We went for a wander around Stirling and wondered why we had never done so beforehand. Many wonderful old buildings:


and some inventive locals including one who put a cute little pretend clock tower on the top of his garden shed:

(Maybe we should say garden hut as we are in Scotland of course.) The captain particularly liked the inscription on one building (hard to read all of it thanks to the sun and shade but worth the effort):

The captain will try to enforce this when the crew ignores an order whilst underway. His chances of success are, realistically,  not high.

Maintenance news:

The little engine battery alternator that we had ordered many many weeks ago finally pitched up.

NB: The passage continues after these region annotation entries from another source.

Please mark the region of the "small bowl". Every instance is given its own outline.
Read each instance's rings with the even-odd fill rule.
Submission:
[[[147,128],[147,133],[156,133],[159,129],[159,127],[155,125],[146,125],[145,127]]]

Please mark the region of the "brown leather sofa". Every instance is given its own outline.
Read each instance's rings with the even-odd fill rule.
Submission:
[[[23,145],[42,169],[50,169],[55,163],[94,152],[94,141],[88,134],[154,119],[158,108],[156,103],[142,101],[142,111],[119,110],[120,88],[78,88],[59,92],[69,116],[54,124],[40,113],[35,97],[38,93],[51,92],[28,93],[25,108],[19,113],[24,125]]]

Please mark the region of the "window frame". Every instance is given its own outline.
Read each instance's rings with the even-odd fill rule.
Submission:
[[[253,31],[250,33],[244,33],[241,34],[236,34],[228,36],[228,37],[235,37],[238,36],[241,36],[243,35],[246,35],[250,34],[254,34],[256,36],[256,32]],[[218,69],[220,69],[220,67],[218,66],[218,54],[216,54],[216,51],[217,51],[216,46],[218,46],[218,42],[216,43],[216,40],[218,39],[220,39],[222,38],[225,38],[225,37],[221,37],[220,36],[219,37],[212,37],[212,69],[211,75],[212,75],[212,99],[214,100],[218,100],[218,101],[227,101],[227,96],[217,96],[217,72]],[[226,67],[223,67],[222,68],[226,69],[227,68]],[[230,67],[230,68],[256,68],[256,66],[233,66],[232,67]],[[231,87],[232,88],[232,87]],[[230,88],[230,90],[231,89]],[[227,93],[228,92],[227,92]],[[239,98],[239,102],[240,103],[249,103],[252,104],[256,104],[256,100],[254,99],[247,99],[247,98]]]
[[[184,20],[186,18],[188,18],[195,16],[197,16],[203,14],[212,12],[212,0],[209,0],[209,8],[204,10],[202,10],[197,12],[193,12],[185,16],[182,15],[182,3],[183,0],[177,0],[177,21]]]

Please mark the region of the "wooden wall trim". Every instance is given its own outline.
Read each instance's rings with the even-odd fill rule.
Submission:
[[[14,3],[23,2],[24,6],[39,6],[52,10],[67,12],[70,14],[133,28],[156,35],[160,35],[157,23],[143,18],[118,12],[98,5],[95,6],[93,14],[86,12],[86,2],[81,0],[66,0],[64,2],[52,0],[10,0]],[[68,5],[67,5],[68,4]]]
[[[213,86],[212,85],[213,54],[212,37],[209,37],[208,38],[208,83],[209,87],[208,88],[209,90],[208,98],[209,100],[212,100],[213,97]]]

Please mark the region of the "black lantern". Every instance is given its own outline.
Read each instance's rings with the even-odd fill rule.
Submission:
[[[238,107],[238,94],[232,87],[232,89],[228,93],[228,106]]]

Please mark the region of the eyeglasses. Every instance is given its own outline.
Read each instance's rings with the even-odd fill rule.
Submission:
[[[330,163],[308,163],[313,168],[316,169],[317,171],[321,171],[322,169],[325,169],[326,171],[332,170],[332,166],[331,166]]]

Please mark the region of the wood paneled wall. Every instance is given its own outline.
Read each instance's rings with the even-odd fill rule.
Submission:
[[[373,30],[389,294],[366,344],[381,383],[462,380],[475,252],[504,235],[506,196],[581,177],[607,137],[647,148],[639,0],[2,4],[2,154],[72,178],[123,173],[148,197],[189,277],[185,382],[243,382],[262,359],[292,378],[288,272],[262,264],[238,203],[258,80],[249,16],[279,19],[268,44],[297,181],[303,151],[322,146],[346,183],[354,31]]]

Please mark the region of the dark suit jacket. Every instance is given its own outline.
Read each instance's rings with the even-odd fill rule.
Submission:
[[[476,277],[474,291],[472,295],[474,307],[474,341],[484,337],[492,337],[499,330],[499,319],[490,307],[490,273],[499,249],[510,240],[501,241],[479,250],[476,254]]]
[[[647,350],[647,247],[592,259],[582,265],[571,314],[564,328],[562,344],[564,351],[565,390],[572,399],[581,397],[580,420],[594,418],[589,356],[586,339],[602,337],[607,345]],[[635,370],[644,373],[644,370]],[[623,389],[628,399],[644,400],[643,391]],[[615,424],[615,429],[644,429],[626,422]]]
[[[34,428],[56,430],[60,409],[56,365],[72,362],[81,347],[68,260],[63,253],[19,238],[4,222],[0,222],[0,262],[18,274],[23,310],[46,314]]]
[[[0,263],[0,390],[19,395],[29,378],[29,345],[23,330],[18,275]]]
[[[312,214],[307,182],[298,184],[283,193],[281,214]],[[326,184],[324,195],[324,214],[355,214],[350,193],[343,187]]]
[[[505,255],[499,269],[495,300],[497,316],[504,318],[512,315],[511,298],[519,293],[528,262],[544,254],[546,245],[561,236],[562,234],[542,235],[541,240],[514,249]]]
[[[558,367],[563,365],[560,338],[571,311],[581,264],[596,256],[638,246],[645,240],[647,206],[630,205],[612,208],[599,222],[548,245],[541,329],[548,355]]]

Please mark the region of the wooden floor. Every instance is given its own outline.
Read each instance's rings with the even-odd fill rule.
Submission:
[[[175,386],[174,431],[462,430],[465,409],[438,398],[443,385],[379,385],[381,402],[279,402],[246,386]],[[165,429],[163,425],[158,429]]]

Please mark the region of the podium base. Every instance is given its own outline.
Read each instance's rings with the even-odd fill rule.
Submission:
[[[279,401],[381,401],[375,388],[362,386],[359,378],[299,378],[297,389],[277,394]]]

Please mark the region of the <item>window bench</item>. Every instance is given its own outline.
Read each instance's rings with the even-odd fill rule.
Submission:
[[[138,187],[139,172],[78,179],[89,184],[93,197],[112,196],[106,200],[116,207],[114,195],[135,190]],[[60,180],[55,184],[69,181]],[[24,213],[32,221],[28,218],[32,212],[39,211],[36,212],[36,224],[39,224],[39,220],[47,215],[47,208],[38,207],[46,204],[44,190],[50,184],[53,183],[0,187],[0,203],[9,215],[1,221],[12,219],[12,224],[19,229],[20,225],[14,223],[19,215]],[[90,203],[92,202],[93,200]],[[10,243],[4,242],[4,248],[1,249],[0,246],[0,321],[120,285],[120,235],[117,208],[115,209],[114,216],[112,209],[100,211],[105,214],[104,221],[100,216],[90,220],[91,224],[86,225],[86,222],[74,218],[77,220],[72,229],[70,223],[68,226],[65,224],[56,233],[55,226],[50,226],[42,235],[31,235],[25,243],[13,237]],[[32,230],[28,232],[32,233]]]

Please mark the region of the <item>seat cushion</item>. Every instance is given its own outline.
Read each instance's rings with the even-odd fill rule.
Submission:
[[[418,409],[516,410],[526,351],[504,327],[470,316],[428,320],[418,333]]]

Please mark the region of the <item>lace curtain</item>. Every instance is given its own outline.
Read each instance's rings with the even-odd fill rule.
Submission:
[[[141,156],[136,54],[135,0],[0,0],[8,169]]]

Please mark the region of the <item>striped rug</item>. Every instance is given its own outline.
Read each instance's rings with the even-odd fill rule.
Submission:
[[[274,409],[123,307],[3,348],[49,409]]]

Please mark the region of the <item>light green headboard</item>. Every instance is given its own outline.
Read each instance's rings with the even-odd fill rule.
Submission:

Prestolite supply here is pretty dire unless the part is already in the UK stock and their tracking of deliveries from the USA to the dealers seems feeble. Very unimpressed with them. The supply of repair parts is reported as equally hopeless by some alternator overhaul specialists too. So glad we now have a spare domestic alternator for the main engine as an 8 week lead time could really cause trouble if the bearings went (it runs on the same serpentine belt as the water pump).

Fitting the little alternator wasn't straightforward. Getting the pulley off the old one and onto the new needed some tools that were not on board so he had the delight of wandering into a local garage (that mainly fixes taxis, enough said) and asking one of the mechanics if he could spin it off using his impact gun. The guy was very helpful and suitably critical of the kind of folks who drive and basically abuse the taxis he has to fix. We have seen some of them out and about on the local roads. The mechanic was right.

Alternator fitted with a new drive belt and the mounting was shimmed a little to try and align the pulleys better:

No need to play the battery parallel game underway any more. Just got to check the charging voltage is OK when we fire up the engine now. It might well need adjusting upwards to suit the AGM batteries.

We also (finally!) sorted out the cold idle problem with the RIB outboard. The strange heated wax pellet thing (called a Primestart in Yamaha terms( that manages the enrichment until the engine is hot had been misbehaving for ages. It started fine but needed some throttle until warm to prevent stalling (a bit like temperamental old 2 stroke engines!) A new Primestart was not much cheaper than a whole carburettor so that it what it was treated to. The first repair for it in 8.5 years so no big complaint.